FIV: imunodeficiência felina
O FIV afeta o sistema imunológico do gato, mas costuma ter evolução lenta: muitos gatos positivos vivem anos sem apresentar sintomas graves. A transmissão se dá sobretudo por mordidas profundas em brigas, o que torna o convívio com outros gatos mais seguro do que se imagina. O guia explica os cuidados que garantem qualidade de vida.
Saiba mais em FIV em gatos.
FeLV: leucemia felina
O FeLV pede um pouco mais de atenção que o FIV, especialmente no manejo do convívio com outros gatos, mas também não é uma sentença. Com um lar tranquilo, boa alimentação e monitoramento veterinário, gatos FeLV+ podem ter uma vida feliz. Entender a doença ajuda a montar o ambiente certo para acolher.
Leia mais em FeLV em gatos.
Esporotricose: a micose dos gatos
A esporotricose é uma infecção fúngica que tem se espalhado em algumas regiões e afeta bastante os gatos. Tem tratamento e cura na maioria dos casos, mas exige cuidado no manejo porque pode ser transmitida a pessoas. Vale conhecer bem a condição antes de decidir sobre a adoção.
Entenda em esporotricose em pets.
Gatos com deficiências ou necessidades especiais
Há gatos cegos, surdos ou com mobilidade reduzida que se adaptam surpreendentemente bem à vida dentro de casa, além de gatos que pedem medicação contínua ou dieta específica. Os cuidados costumam ser simples e a rotina, tranquila. Reunimos tudo em pets com cuidados especiais.
Perguntas frequentes
- FIV e FeLV são a mesma coisa?
- Não. São dois vírus diferentes, com implicações diferentes. O FIV (imunodeficiência felina) costuma ter evolução mais lenta e muitos gatos positivos vivem anos com boa qualidade de vida. O FeLV (leucemia felina) tende a ser mais delicado, mas também não é uma sentença — depende do gato e do acompanhamento. Cada um tem seu guia aqui.

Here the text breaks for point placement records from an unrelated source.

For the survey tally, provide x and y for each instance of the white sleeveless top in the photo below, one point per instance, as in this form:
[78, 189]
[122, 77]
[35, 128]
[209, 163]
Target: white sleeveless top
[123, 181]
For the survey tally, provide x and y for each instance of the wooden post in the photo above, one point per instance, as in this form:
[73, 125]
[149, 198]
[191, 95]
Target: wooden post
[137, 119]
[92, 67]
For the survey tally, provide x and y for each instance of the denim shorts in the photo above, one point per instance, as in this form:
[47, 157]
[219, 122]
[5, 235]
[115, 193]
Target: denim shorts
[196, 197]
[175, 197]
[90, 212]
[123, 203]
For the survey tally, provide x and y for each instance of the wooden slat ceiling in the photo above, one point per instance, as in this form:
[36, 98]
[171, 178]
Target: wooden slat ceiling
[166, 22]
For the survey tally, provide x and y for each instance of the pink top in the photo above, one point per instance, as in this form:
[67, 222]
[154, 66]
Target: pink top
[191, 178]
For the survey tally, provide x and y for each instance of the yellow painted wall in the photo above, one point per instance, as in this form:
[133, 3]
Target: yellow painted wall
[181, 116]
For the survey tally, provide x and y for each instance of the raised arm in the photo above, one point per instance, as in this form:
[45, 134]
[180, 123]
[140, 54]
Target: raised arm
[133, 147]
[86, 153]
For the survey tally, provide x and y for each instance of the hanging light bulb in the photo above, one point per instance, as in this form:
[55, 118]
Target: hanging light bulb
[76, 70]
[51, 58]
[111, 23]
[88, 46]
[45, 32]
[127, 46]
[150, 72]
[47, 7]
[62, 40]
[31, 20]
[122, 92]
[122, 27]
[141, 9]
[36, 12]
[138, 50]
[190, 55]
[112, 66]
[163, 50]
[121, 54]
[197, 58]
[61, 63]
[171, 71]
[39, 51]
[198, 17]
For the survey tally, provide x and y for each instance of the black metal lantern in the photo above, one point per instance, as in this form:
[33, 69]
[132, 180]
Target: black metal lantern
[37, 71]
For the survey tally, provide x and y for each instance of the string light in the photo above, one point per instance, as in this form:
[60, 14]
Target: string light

- Um gato positivo pode viver com gatos negativos?
- Depende do vírus e do manejo. Gatos FIV+ costumam conviver bem com negativos, já que a transmissão exige brigas com mordidas profundas — rara entre gatos que se dão bem. O FeLV é mais transmissível pelo convívio, então a orientação costuma ser manter o gato positivo separado ou em lar só com outros positivos. O veterinário orienta o melhor arranjo.
- Esporotricose passa para humanos?
- A esporotricose pode ser transmitida ao ser humano, principalmente por arranhões ou contato com lesões do gato doente — por isso exige cuidado no manejo durante o tratamento. Com diagnóstico, tratamento adequado e higiene, o risco é controlável, e a maioria dos gatos se cura. Vale ler o guia completo antes de decidir.
- Adotar um gato positivo é mais trabalhoso?
- No dia a dia, geralmente não. Um gato FIV+ ou FeLV+ pede uma vida tranquila, dentro de casa, boa alimentação e visitas regulares ao veterinário para monitorar a saúde. São cuidados que, no fundo, todo gato merece — apenas com um pouco mais de atenção.